Her work is dedicated to discovering how Working memory, Amphetamine are connected with Raven's Progressive Matrices, Moderation, Young adult and Perception and other disciplines. In her study, Cognitive psychology is strongly linked to Healthy individuals, which falls under the umbrella field of Transcranial direct-current stimulation. Her study on Set is often connected to Societal impact of nanotechnology as part of broader study in Cognitive psychology.

This overview was generated by a machine learning system which analysed the scientist’s body of work. If you have any feedback, you can contact us here.

Best Publications

Parts and wholes in face recognition

James W. Tanaka;Martha J. Farah.
Quarterly Journal of Experimental Psychology (1993)

2720 Citations

Role of left inferior prefrontal cortex in retrieval of semantic knowledge: A reevaluation

Sharon L. Thompson-Schill;Mark D’Esposito;Geoffrey K. Aguirre;Martha J. Farah.
Proceedings of the National Academy of Sciences of the United States of America (1997)

2218 Citations

Visual Agnosia

Martha J. Farah.
(1990)

1957 Citations

What is "special" about face perception?

Martha J. Farah;Kevin D. Wilson;Maxwell Drain;James N. Tanaka.
Psychological Review (1998)

1547 Citations

Socioeconomic status and the developing brain

Daniel A. Hackman;Martha J. Farah.
Trends in Cognitive Sciences (2009)

1532 Citations

Socioeconomic status and the brain: mechanistic insights from human and animal research

Daniel A. Hackman;Martha J. Farah;Michael J. Meaney;Michael J. Meaney.
Nature Reviews Neuroscience (2010)

1305 Citations

Neurocognitive Correlates of Socioeconomic Status in Kindergarten Children.

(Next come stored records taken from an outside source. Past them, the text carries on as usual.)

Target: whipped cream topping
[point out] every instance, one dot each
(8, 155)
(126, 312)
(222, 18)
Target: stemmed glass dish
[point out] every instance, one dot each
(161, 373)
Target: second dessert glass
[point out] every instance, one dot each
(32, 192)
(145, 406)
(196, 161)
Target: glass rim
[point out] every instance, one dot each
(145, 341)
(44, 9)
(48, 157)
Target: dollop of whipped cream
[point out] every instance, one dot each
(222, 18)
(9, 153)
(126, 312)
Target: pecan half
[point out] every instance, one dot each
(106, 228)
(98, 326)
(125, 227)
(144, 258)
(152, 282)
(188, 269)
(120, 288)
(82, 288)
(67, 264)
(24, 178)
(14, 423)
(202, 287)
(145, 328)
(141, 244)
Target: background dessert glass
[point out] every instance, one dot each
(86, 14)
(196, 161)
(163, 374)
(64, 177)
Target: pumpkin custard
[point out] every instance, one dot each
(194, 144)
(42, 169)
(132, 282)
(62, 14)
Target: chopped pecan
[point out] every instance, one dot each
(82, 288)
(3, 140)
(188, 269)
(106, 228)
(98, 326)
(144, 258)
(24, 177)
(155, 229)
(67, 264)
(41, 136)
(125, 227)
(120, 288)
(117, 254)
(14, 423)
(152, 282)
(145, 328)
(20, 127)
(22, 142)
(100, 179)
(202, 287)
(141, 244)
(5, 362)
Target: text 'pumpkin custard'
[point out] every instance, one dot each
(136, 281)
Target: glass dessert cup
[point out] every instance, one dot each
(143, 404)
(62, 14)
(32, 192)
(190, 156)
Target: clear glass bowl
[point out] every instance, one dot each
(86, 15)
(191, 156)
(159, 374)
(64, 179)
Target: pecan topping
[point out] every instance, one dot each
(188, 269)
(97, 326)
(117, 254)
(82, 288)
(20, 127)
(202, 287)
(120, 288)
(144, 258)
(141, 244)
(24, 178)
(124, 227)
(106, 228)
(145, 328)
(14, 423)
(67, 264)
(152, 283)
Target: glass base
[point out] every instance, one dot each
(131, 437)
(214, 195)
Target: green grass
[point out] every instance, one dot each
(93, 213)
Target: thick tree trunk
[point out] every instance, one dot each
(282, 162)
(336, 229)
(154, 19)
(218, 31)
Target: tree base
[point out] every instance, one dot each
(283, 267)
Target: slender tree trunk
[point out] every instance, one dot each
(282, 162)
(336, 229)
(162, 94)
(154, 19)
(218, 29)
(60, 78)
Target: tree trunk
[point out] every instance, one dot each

Kimberly G. Noble;Kimberly G. Noble;M. Frank Norman;Martha J. Farah.
Developmental Science (2005)

1172 Citations

A computational model of semantic memory impairment: modality specificity and emergent category specificity.

Martha J. Farah;James L. McClelland.
Journal of Experimental Psychology: General (1991)

1129 Citations

Towards responsible use of cognitive-enhancing drugs by the healthy

Henry Greely;Barbara Sahakian;John Harris;Ronald C. Kessler.
Nature (2008)

1075 Citations

Socioeconomic Gradients Predict Individual Differences in Neurocognitive Abilities.

Kimberly G. Noble;Kimberly G. Noble;Bruce D. McCandliss;Martha J. Farah.